There’s no political or religious or any other kind of boundary to communities that cover up for abusers and silence the accusers. It happens at Fox News. It happens in Hollywood and among communities of cinephiles. It happened among sports fans at Penn State. It happens on college campuses. It happens in Silicon Valley and in politics on the left and right. It happens in the Catholic Church, in missionary communities, in evangelical churches.
The patterns of enabling predators and abusive, powerful men is in keeping with the way American culture, at large, is still willing to look past people’s personal failings if they’re charismatic enough, competent enough, good enough at their jobs to be worth keeping around. In fact, as a culture, we’ve been fascinated with brutal, sometimes brilliant men who bulldoze their way through life, whether they’re antiheroes on TV or in the White House.
So bringing about change means shifting perspective, no matter the community.

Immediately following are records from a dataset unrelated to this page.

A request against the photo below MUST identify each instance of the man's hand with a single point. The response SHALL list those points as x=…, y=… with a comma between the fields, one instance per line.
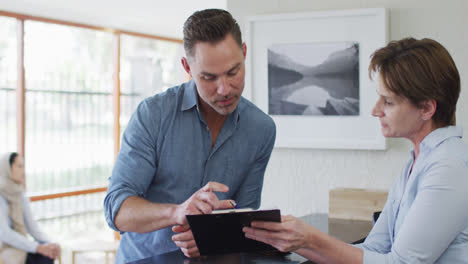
x=185, y=241
x=204, y=201
x=49, y=250
x=289, y=235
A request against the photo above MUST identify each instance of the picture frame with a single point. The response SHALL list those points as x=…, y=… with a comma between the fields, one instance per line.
x=366, y=29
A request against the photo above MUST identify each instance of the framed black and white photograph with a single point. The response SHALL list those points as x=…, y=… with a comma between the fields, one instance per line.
x=309, y=71
x=313, y=79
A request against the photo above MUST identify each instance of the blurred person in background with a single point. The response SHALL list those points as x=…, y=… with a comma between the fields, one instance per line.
x=16, y=220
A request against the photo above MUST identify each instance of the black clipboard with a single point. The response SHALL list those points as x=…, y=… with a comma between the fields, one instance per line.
x=221, y=233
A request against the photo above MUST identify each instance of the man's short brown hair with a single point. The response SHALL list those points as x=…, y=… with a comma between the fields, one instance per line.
x=420, y=70
x=209, y=25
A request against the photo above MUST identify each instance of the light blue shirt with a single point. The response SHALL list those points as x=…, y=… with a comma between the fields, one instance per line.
x=166, y=156
x=425, y=219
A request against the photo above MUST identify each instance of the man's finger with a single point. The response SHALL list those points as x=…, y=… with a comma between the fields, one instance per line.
x=215, y=187
x=272, y=226
x=183, y=236
x=180, y=228
x=186, y=244
x=225, y=204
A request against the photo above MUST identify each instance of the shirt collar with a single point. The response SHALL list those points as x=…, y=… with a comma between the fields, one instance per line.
x=190, y=96
x=441, y=134
x=191, y=99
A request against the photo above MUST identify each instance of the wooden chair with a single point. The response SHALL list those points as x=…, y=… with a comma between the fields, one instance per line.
x=353, y=207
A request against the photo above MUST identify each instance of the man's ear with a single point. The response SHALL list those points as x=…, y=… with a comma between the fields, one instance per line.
x=244, y=49
x=186, y=65
x=428, y=109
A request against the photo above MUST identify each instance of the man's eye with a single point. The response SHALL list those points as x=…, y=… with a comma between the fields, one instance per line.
x=208, y=78
x=233, y=72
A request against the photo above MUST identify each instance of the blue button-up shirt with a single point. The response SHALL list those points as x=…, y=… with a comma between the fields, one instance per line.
x=166, y=156
x=425, y=219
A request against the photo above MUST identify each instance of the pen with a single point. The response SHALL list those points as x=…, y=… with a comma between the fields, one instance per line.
x=234, y=205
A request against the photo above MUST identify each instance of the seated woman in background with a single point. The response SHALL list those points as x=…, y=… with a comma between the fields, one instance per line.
x=16, y=220
x=425, y=218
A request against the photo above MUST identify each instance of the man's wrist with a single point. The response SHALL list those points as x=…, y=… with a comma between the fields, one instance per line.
x=172, y=214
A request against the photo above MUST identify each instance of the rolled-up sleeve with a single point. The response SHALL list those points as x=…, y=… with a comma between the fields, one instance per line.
x=136, y=164
x=249, y=194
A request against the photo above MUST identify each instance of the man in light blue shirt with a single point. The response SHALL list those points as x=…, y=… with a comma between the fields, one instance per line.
x=183, y=145
x=425, y=219
x=435, y=190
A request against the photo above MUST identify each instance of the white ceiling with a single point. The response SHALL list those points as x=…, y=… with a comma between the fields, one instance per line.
x=158, y=17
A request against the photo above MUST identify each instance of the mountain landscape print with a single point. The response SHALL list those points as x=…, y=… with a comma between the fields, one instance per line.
x=314, y=79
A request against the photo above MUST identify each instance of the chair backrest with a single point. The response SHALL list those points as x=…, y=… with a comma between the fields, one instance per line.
x=355, y=204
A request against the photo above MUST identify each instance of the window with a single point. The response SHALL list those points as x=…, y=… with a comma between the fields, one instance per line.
x=68, y=107
x=8, y=79
x=148, y=66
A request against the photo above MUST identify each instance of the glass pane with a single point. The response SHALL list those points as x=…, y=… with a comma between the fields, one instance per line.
x=8, y=64
x=147, y=67
x=68, y=107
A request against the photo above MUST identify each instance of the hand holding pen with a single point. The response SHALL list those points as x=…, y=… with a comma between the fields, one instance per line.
x=204, y=201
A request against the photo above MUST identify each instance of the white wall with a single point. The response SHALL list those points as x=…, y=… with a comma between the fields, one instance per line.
x=298, y=180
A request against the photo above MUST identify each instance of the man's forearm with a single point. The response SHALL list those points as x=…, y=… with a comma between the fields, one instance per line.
x=139, y=215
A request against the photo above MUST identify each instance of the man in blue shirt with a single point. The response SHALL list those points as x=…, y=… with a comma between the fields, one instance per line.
x=183, y=145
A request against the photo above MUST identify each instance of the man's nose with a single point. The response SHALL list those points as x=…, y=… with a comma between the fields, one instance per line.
x=376, y=110
x=223, y=86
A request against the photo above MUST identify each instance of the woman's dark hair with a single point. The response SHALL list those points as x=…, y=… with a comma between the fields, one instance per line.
x=420, y=70
x=13, y=156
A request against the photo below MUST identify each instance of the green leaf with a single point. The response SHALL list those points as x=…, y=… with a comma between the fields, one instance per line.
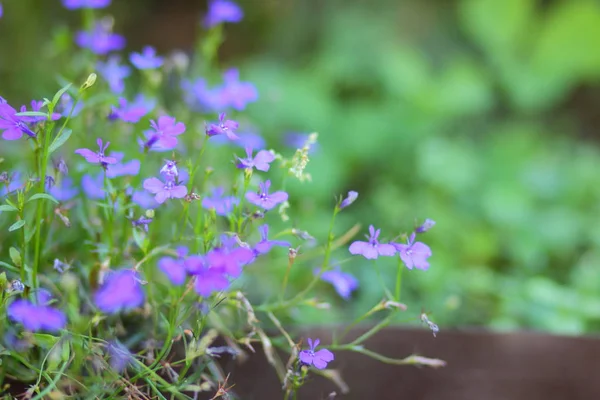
x=17, y=225
x=59, y=140
x=39, y=196
x=8, y=208
x=58, y=95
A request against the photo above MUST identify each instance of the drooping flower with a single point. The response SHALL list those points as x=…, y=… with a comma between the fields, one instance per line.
x=223, y=127
x=260, y=161
x=97, y=157
x=318, y=359
x=343, y=282
x=222, y=205
x=114, y=73
x=164, y=190
x=209, y=279
x=265, y=245
x=121, y=291
x=147, y=59
x=13, y=126
x=36, y=317
x=372, y=249
x=100, y=40
x=220, y=11
x=352, y=196
x=164, y=133
x=414, y=254
x=264, y=199
x=75, y=4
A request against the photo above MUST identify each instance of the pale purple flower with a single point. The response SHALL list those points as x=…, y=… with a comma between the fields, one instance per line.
x=147, y=59
x=36, y=317
x=13, y=126
x=114, y=73
x=220, y=11
x=75, y=4
x=223, y=127
x=414, y=254
x=165, y=132
x=164, y=190
x=100, y=40
x=120, y=292
x=97, y=157
x=372, y=249
x=264, y=199
x=343, y=282
x=318, y=359
x=222, y=205
x=427, y=225
x=265, y=245
x=260, y=161
x=352, y=196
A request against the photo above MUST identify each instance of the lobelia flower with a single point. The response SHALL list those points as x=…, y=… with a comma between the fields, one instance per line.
x=222, y=205
x=164, y=190
x=260, y=161
x=372, y=249
x=36, y=317
x=114, y=73
x=121, y=291
x=318, y=359
x=209, y=279
x=264, y=199
x=343, y=282
x=427, y=225
x=147, y=59
x=414, y=254
x=97, y=157
x=100, y=40
x=75, y=4
x=223, y=127
x=164, y=134
x=352, y=196
x=265, y=245
x=13, y=126
x=220, y=11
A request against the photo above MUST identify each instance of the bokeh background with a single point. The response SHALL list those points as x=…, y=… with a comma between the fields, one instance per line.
x=479, y=114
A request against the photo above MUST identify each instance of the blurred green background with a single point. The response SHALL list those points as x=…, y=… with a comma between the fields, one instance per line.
x=479, y=114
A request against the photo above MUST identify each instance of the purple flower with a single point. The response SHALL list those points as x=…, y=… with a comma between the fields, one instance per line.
x=372, y=249
x=65, y=190
x=352, y=196
x=114, y=73
x=147, y=59
x=93, y=187
x=343, y=282
x=165, y=133
x=265, y=245
x=13, y=126
x=427, y=225
x=260, y=161
x=75, y=4
x=209, y=279
x=222, y=205
x=264, y=199
x=220, y=11
x=237, y=94
x=120, y=292
x=223, y=127
x=97, y=157
x=164, y=191
x=319, y=359
x=414, y=254
x=36, y=317
x=100, y=40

No common cause or shared interest can be more important than the dignity of the individual people in the community; no person is that good at their job.
I can’t say, though, that I have a great deal of hope in communities really shifting their perspectives this way. Stories of powerful predators are as old as history itself. Even after the Weinstein story broke, Hollywood’s elite were loath to go on the record. Reputations are partly made, but also partly bolstered by perceptions that are perpetuated by exactly the kind of whispered rumors and open secrets that let men like Weinstein lash out for decades without repercussions.
What seems to work is shaming the companies and people that harbor predators; Weinstein, for instance, was reportedly fired only after some creatives told the company that they wouldn’t do business with it again unless he was not just on leave but ousted entirely.
What that means, though, is that people in positions of influence — and particularly men — have a responsibility to throw their weight around to make their communities safer, a more level playing field that doesn’t tolerate cruelty from anyone, no matter how competent, and are willing to step away from profits and make their own spaces for creation when the major players aren’t willing to do so. “Speaking truth to power” is all well and good. But if there’s no action accompanying that truth, then it’s merely a smokescreen, big talk to cover up a rotting, self-perpetuating core.